Sulfonylurea (SU) drugs represent a group of anti-hyperglycemic agents used mainly in the treatment of type 2 diabetes mellitus (T2DM) for over 60 years. They can be utilized as adjuvant therapy with any other class of oral diabetic medications besides meglitinides or can be considered in patients intolerant or have a contraindication to metformin. They are commonly divided into first and second generations. Examples of first-generation SUs include chlorpropamide, tolazamide, and tolbutamide, while second-generation SUs include glipizide, gliclazide, and glyburide. Glimepiride is sometimes also referred to as a third-generation medication. Chlorpropamide, glyburide, and glimepiride have a prolonged duration of action when compared to short-acting medications such as gliclazide and tolbutamide. Due to their low cost, wide availability and effectiveness, SUs have remained a frequently prescribed medication, despite potential hypoglycemic risks (Mizuno et al. 2008, Lorenzati et al. 2010, Carbone et al. 2018).
SUs stimulate insulin secretion from pancreatic β-cells primarily by closing ATP-sensitive K+ channels (KATP) in the β-cell plasma membrane. They are primarily thought to act by binding to the SUR subunit of KATP and inducing channel closure. However, the channel is still able to open to a limited extent when the drug is bound, so that high-affinity SU inhibition is not complete, even at saturating drug concentrations. Tolbutamide and gliclazide block channels containing SUR1 (aka ABCC8) (found in pancreatic beta-cells) (Gribble et al. 1998, de Wet & Proks 2015), but not SUR2 (found in cardiac and smooth muscle cells), whereas glibenclamide, glimepiride, repaglinide, and meglitinide can block both types of channels. Animal experiments revealed KATP channels possess both high-affinity- and low-affinity-binding sites for sulphonylureas and meglitinides (Gribble et al. 1997, Ashfield et al. 1999, Proks et al. 2002). Binding of the SU tolbutamide to the high affinity site on SUR1 abolishes the stimulatory action of MgADP on the KATP channel and is thought to be the primary mechanism by which tolbutamide inhibits the KATP channel ().
1st generation SUs have increased risk of mortality due to cardiovascular events and have been superseded by 2nd generation SUs. The first generation SU tolbutamide (trade name Orinase) is an oral SU hypoglycaemic agent used to treat T2DM (Recant & Fischer 1957). Its proposed mechanism of action is thought to occur through interaction with the SUR1 subunit of KATP channels (Babenko et al. 1999). Chlorpropamide (trade name Diabinese) is a long-acting first-generation SU used to treat T2DM. Its longer-acting nature increases the risk of hypoglycemia so is not recommended for the elderly and patients with mild to moderate hepatic and renal impairment (Shorr et al. 1996).
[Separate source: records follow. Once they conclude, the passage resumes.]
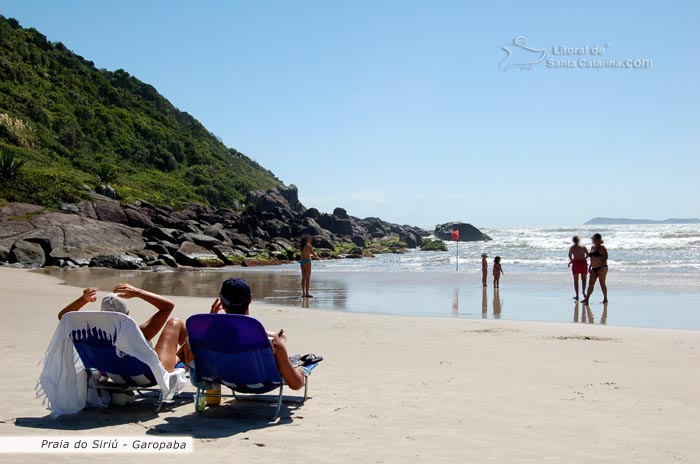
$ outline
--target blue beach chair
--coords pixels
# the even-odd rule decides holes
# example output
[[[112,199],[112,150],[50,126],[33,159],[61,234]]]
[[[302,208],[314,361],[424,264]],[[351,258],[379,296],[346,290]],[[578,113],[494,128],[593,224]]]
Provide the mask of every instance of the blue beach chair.
[[[160,410],[163,404],[163,391],[151,369],[137,358],[120,352],[114,344],[116,334],[110,334],[100,327],[100,319],[115,317],[114,313],[84,311],[66,314],[64,317],[85,322],[85,328],[76,329],[70,333],[70,339],[88,374],[96,372],[102,377],[100,382],[91,384],[91,376],[88,375],[89,389],[92,388],[98,392],[135,391],[139,395],[144,391],[157,392],[158,402],[155,411]],[[133,319],[122,317],[125,319],[124,323],[136,325]],[[143,343],[146,345],[144,349],[153,350],[145,338]]]
[[[277,409],[272,417],[277,419],[283,402],[284,379],[277,369],[267,332],[258,320],[236,314],[198,314],[187,319],[187,336],[194,355],[190,380],[197,388],[198,414],[204,410],[200,400],[204,403],[208,396],[250,399],[237,395],[243,393],[263,400],[266,398],[260,395],[279,389]],[[307,399],[308,373],[314,367],[316,364],[305,367],[304,396],[294,401],[296,404]],[[233,394],[207,393],[216,384],[230,388]]]

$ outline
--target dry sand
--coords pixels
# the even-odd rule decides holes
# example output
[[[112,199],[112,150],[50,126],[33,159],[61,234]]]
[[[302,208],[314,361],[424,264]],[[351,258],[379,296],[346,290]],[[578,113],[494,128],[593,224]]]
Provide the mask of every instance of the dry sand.
[[[213,289],[216,291],[216,289]],[[410,318],[255,306],[290,351],[322,354],[309,401],[191,399],[86,410],[54,421],[34,397],[37,364],[75,287],[0,269],[0,435],[192,435],[189,462],[699,462],[700,332]],[[175,298],[176,315],[209,300]],[[142,320],[148,306],[134,304]],[[143,462],[170,456],[0,455],[1,462]]]

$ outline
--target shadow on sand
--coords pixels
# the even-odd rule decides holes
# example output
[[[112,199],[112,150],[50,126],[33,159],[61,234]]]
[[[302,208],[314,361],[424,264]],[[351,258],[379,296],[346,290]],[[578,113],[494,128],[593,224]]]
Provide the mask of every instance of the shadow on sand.
[[[142,399],[127,406],[109,407],[107,409],[85,409],[78,414],[52,419],[44,417],[18,417],[17,427],[45,430],[94,430],[125,424],[138,424],[146,429],[148,435],[188,435],[193,438],[225,438],[251,430],[291,424],[294,413],[301,406],[283,403],[280,418],[269,422],[275,405],[259,401],[229,401],[220,406],[207,407],[201,416],[194,411],[194,395],[185,393],[172,401],[163,403],[160,413],[153,410],[152,399]],[[285,400],[287,398],[285,397]],[[173,413],[183,412],[175,416]],[[156,424],[147,422],[160,419]]]

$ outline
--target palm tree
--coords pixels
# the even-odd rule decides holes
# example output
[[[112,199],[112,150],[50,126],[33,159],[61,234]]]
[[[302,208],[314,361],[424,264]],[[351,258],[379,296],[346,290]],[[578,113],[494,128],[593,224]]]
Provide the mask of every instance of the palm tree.
[[[18,158],[12,152],[0,153],[0,182],[9,182],[16,179],[27,160]]]

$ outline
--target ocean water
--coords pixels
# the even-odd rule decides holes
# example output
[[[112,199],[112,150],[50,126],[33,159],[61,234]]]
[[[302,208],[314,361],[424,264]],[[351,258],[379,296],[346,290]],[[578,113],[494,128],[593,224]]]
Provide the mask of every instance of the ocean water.
[[[257,301],[271,305],[411,316],[570,321],[700,328],[700,225],[513,227],[484,229],[491,242],[449,242],[448,252],[412,250],[370,259],[316,261],[312,299],[299,297],[299,267],[114,271],[46,269],[68,284],[109,290],[126,280],[169,295],[215,297],[224,278],[244,277]],[[572,300],[571,237],[594,232],[610,254],[610,303],[596,289],[589,308]],[[480,254],[502,257],[501,289],[481,286]],[[207,308],[203,308],[206,310]]]

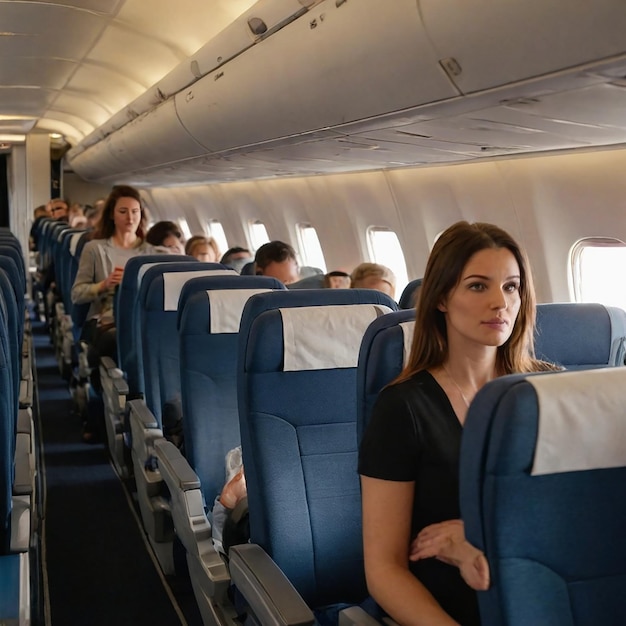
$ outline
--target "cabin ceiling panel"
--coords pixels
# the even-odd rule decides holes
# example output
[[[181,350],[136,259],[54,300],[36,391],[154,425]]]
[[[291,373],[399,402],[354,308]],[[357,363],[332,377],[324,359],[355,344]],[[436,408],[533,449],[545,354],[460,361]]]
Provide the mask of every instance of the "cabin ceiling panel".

Tolazamide (trade name Tolinase) was FDA-approved in 1986 and is used to treat T2DM (McKendry & Gfeller 1967, Firth et al. 1986). Although its exact mechanism of action is unknown, it likely binds to SUR1 of KATP channels, blocking channel activity.
2nd generation SUs are widely employed worldwide as the mainstay of anti-diabetic therapy. Glipizide (trade name Glucotrol) is a 2nd-gen SU used to treat T2DM (Prendergast 1984). Approved in the US since 1984. Glipizide displays rapid absorption and onset of action with the shortest half-life and duration of action, reducing the risk for long-lasting hypoglycemia that is often observed with other anti-diabetic agents (Melander & Wåhlin-Boll 1983). Gliclazide (trade name Diamicron) was FDA-approved in 1972 is an anti-diabetic medication used to treat T2DM. Gliclazide is considered a second-generation SU which presents a higher potency and a shorter half-life than other SUs (Harrower 2000). While it was shown to have the same efficacy as glimepiride, a European GUIDE study showed that it has approximately 50% less hypoglycaemic confirmed episodes in comparison with glimepiride (Schernthaner et al. 2004).
Glyburide (aka glibenclamide, trade name Diabeta, Flycron) is a second-generation SU drug which was FDA-approved in 1984 and id 200 times more potent than tolbutamide. Glyburide has a therapeutic effectiveness comparable to that of the first-generation sulfonylurea chlorpropamide but with a lower frequency of adverse effects. Glyburide should not be prescribed to diabetic patients with liver disease, significant renal disease or elderly patients (Prendergast 1984, Feldman 1985). This medication is a major cause of medication-induced hypoglycemia and the risk is greater than with other SUs (Gangji et al. 2007). Glimepiride, introduced in 1995, is a second-generation sulfonylurea (SU) drug used for the management of T2DM (Massi-Benedetti 2003). Compared to glipizide, another second-generation SU drug, glimepiride has a longer duration of action. It is sometimes classified as a third-generation SU because it has larger substitutions than other second-generation SUs (Basit et al. 2012).